Mari Pulang
Juli 25, 2014Baca Juga
*beberapa jam sebelum mulai meninggalkan kota menuju kampung halaman domisili kedua orang tua saya.
Sepi. Redaksi yang menjadi tempat saya bernaung telah ditinggalkan para penghuninya. Satu per satu, sejak kemarin, mereka pamit pulang ke kampung halamannya masing-masing. Sebentar lagi lebaran. Tak nyaman rasanya bila di hari raya yang sekali setahun itu tidak berkumpul bersama keluarga tercinta.
Saya pun demikian…
Saya akhirnya merindukan rumah. Merindukan keluarga. Merindukan semuanya. Setiap kali menyaksikan iklan-iklan lebaran di televisi, entah kenapa saya terbawa auranya. Betapa membahagiakannya bisa berkumpul dengan keluarga besar; ayah, ibu, saudara, paman, tante, kakek, nenek sembari mencicip sajian hari raya. Tapi itu mustahil. Kami tak punya kemampuan untuk pulang ke kampung halaman ayah dan ibu di Jawa.
Tahun kemarin, saya justru melewatkan dua perayaan lebaran (Idul Fitri dan Idul Adha) di kampung. Saya tak pulang. Saya menyengajainya. Bahkan untuk menelepon keluarga pun tidak. Beberapa sms dan panggilan telepon menghiasi waktu-waktu lebaran saya di kota. Ada sms makian, telepon dari nomor-nomor tak dikenal (yang saya abaikan saja), hingga permintaan untuk “kembali” pulang.
Beberapa hal yang dilalui memang patut dijadikan pelajaran, tidak sekadar kenangan indah atau pahit.
Tiga hari lagi jelang lebaran, esok lusa, saya akan pulang…

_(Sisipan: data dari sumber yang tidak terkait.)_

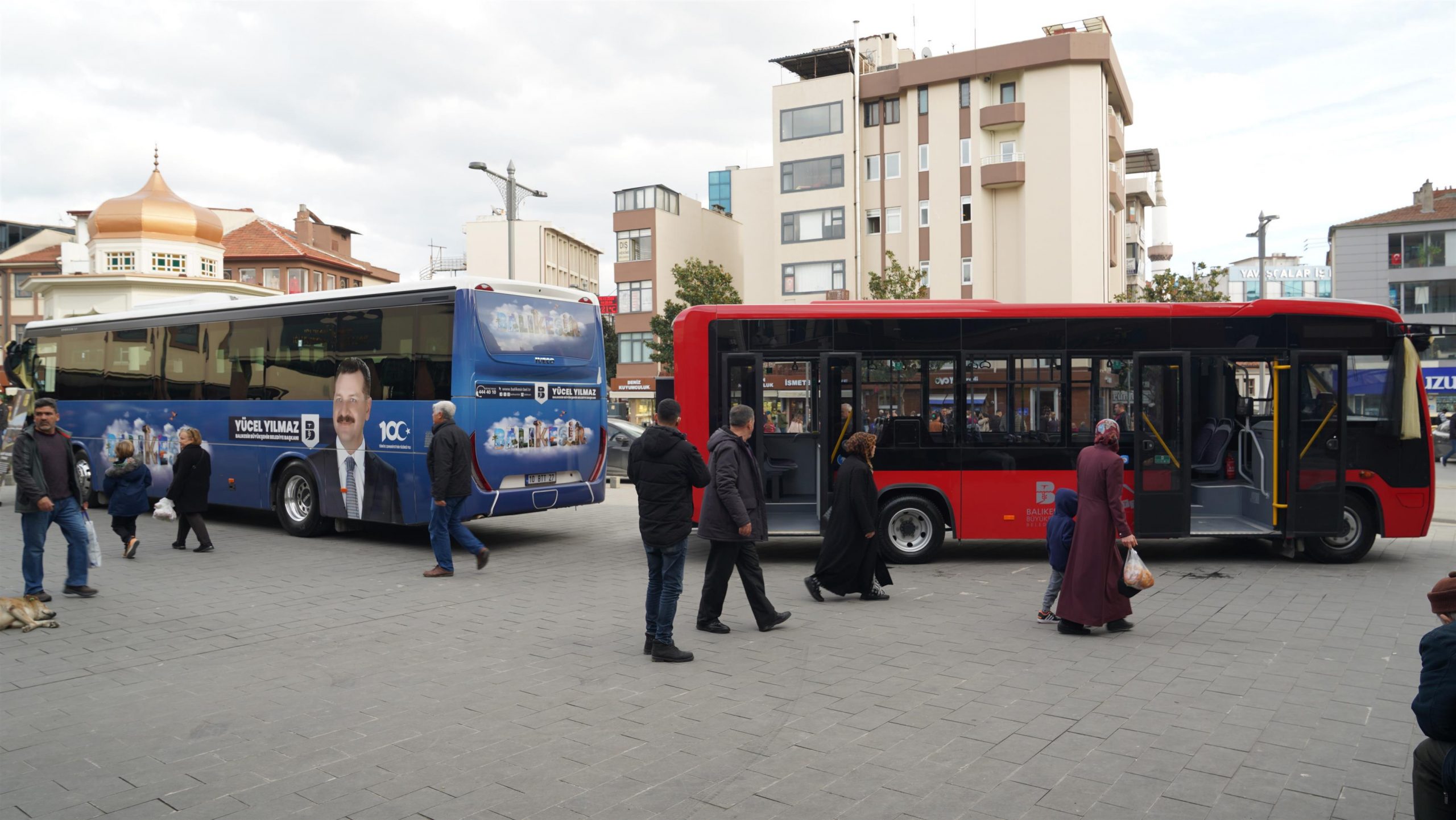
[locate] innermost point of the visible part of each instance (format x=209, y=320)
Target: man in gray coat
x=733, y=519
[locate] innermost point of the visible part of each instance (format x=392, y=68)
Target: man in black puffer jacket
x=666, y=468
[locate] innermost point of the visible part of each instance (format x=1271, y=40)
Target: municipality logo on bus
x=292, y=430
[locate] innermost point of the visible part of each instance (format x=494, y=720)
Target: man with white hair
x=449, y=462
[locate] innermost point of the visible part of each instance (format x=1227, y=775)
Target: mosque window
x=169, y=263
x=121, y=261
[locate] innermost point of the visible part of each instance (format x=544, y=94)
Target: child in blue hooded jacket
x=1059, y=542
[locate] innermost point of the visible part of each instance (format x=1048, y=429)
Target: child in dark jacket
x=126, y=486
x=1059, y=542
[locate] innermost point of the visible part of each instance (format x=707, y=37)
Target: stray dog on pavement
x=28, y=611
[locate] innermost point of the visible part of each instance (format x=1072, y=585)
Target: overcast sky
x=369, y=113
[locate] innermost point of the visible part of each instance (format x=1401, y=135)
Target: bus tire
x=296, y=500
x=1353, y=544
x=912, y=531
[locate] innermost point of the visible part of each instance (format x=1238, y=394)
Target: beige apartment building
x=998, y=172
x=544, y=254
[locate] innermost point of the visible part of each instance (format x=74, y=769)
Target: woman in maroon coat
x=1090, y=595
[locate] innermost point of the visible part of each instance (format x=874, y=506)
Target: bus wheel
x=1350, y=545
x=297, y=502
x=911, y=531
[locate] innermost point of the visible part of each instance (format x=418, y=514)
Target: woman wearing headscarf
x=849, y=562
x=1090, y=596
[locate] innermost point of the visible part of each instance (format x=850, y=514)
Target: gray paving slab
x=325, y=679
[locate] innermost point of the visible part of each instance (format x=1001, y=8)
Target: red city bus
x=1272, y=419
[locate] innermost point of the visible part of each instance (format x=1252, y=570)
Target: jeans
x=445, y=523
x=68, y=515
x=1053, y=589
x=664, y=583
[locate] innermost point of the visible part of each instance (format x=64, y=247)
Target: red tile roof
x=1445, y=201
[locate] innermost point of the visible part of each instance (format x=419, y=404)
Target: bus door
x=1312, y=452
x=839, y=375
x=1161, y=445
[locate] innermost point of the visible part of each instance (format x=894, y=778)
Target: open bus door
x=1312, y=458
x=839, y=375
x=1163, y=490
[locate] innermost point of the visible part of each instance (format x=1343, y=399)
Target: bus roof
x=347, y=299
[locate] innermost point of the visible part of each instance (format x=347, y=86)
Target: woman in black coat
x=191, y=477
x=849, y=561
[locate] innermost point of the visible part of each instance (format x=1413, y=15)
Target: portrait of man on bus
x=353, y=481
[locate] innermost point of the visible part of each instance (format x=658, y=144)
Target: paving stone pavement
x=326, y=679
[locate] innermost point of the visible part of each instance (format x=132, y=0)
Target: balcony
x=1004, y=115
x=1114, y=136
x=1004, y=171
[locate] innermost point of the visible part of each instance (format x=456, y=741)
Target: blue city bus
x=302, y=398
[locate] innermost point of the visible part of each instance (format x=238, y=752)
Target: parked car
x=621, y=434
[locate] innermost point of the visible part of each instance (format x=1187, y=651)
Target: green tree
x=698, y=283
x=609, y=341
x=897, y=283
x=1200, y=286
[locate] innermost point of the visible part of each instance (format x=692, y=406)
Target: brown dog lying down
x=27, y=611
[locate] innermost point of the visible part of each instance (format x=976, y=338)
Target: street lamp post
x=1264, y=222
x=513, y=193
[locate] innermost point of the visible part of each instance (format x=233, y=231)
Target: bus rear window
x=516, y=325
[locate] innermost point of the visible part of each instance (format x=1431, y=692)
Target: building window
x=121, y=261
x=812, y=121
x=893, y=165
x=813, y=277
x=169, y=263
x=812, y=174
x=632, y=349
x=634, y=245
x=1418, y=250
x=812, y=226
x=635, y=297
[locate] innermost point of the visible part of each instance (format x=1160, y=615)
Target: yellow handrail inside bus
x=1317, y=433
x=1277, y=506
x=1161, y=442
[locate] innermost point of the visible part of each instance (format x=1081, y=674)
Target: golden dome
x=156, y=213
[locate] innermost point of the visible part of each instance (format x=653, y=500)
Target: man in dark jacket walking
x=449, y=461
x=1433, y=778
x=733, y=519
x=666, y=468
x=47, y=491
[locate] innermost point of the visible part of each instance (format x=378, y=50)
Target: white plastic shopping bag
x=1135, y=573
x=92, y=545
x=165, y=510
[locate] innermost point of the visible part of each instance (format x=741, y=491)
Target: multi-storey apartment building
x=998, y=172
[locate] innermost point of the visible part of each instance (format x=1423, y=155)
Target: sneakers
x=667, y=653
x=812, y=583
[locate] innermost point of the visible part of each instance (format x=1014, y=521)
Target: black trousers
x=124, y=526
x=1426, y=781
x=723, y=557
x=196, y=523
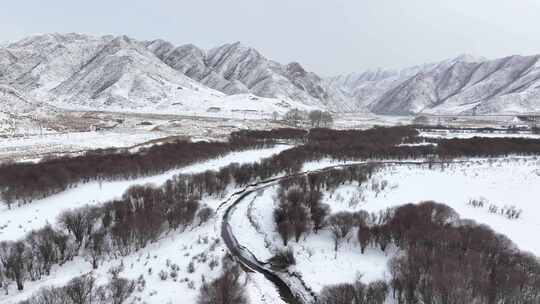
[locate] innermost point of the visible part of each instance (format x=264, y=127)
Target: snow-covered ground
x=15, y=223
x=198, y=244
x=471, y=134
x=35, y=146
x=315, y=255
x=501, y=182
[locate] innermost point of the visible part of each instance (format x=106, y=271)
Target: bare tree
x=79, y=290
x=225, y=289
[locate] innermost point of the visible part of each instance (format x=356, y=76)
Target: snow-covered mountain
x=235, y=68
x=116, y=73
x=119, y=73
x=465, y=84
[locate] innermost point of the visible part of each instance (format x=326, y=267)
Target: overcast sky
x=327, y=36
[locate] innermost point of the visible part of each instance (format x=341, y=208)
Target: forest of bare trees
x=143, y=213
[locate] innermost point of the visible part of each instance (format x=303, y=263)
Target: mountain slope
x=235, y=68
x=462, y=85
x=115, y=73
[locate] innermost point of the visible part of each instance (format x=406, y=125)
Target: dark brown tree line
x=301, y=210
x=445, y=260
x=226, y=289
x=24, y=182
x=355, y=293
x=84, y=290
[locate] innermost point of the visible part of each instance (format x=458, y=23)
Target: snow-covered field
x=471, y=134
x=15, y=223
x=199, y=244
x=500, y=182
x=36, y=146
x=315, y=255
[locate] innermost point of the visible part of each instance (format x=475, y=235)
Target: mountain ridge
x=118, y=72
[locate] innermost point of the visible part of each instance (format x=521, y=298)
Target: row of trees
x=315, y=118
x=24, y=182
x=226, y=289
x=355, y=293
x=445, y=260
x=300, y=208
x=84, y=290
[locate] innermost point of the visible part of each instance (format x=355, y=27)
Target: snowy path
x=244, y=252
x=15, y=223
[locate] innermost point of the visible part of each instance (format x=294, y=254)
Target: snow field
x=15, y=223
x=500, y=182
x=173, y=254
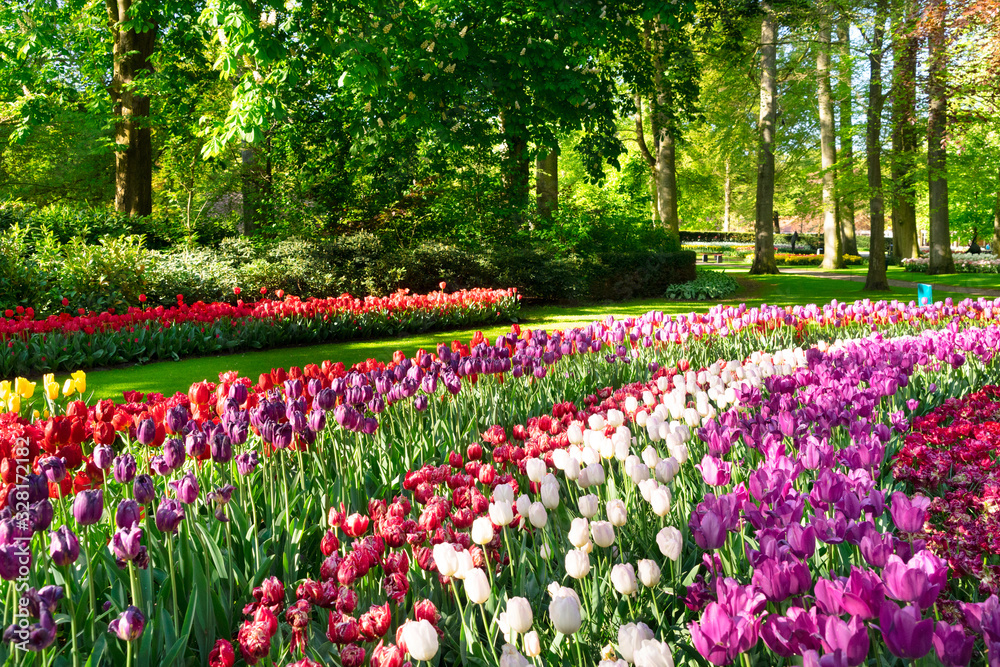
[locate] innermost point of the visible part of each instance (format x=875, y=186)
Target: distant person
x=974, y=249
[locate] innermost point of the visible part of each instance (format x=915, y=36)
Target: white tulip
x=550, y=495
x=445, y=559
x=660, y=500
x=501, y=513
x=650, y=456
x=564, y=611
x=477, y=587
x=421, y=639
x=519, y=615
x=537, y=515
x=603, y=533
x=512, y=658
x=616, y=513
x=482, y=531
x=577, y=563
x=652, y=653
x=522, y=504
x=670, y=542
x=532, y=644
x=623, y=579
x=630, y=637
x=504, y=493
x=579, y=532
x=589, y=505
x=535, y=469
x=649, y=573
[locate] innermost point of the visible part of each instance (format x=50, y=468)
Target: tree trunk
x=937, y=154
x=763, y=260
x=996, y=221
x=727, y=202
x=133, y=137
x=832, y=252
x=515, y=167
x=873, y=145
x=547, y=184
x=664, y=134
x=904, y=135
x=846, y=177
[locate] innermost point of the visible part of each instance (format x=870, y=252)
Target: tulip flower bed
x=951, y=457
x=64, y=342
x=534, y=500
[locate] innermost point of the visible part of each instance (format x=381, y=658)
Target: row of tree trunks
x=876, y=279
x=763, y=261
x=133, y=136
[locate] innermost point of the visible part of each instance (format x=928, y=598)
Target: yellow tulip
x=24, y=388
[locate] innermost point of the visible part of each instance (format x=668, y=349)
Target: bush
x=709, y=285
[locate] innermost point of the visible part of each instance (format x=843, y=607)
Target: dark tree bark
x=846, y=132
x=904, y=135
x=515, y=167
x=876, y=279
x=832, y=251
x=763, y=261
x=547, y=183
x=133, y=138
x=937, y=154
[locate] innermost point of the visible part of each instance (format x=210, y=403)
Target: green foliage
x=709, y=285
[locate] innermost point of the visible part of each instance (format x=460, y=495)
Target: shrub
x=709, y=285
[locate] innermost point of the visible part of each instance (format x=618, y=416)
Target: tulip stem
x=489, y=636
x=173, y=581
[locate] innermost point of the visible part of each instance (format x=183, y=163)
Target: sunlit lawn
x=172, y=376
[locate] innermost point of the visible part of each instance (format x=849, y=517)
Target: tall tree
x=763, y=260
x=905, y=138
x=937, y=153
x=832, y=250
x=845, y=176
x=876, y=279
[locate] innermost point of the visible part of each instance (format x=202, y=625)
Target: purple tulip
x=88, y=506
x=64, y=547
x=129, y=626
x=850, y=638
x=920, y=580
x=909, y=514
x=127, y=514
x=906, y=635
x=195, y=443
x=952, y=645
x=124, y=468
x=222, y=448
x=144, y=490
x=126, y=543
x=53, y=467
x=103, y=456
x=145, y=432
x=246, y=463
x=169, y=515
x=186, y=488
x=714, y=471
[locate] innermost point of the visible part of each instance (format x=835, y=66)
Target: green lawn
x=980, y=280
x=170, y=376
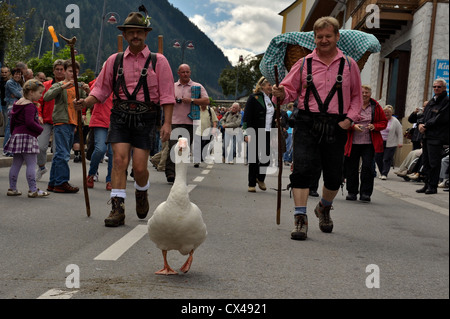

Saya tak ingin melewatkan perayaan Idul Fitri kali ini. Saya pulang demi menepikan ego. Saya pulang menepis segala ketakpercayaan ayah. Adik saya, selalu menanti kepulangan kakaknya, meski tak menghadiahkannya apa-apa. Ia hanya mengharap seulas senyum dan sdikit perkataan menyebalkan dari kakaknya. Ibu pula yang selalu memiliki segudang harapan untuk anaknya tercinta. Seorang ibu yang tak mempelajari ilmu di sekolah, tapi ia tahu menyekolahkan anaknya lewat sekolah kehidupan.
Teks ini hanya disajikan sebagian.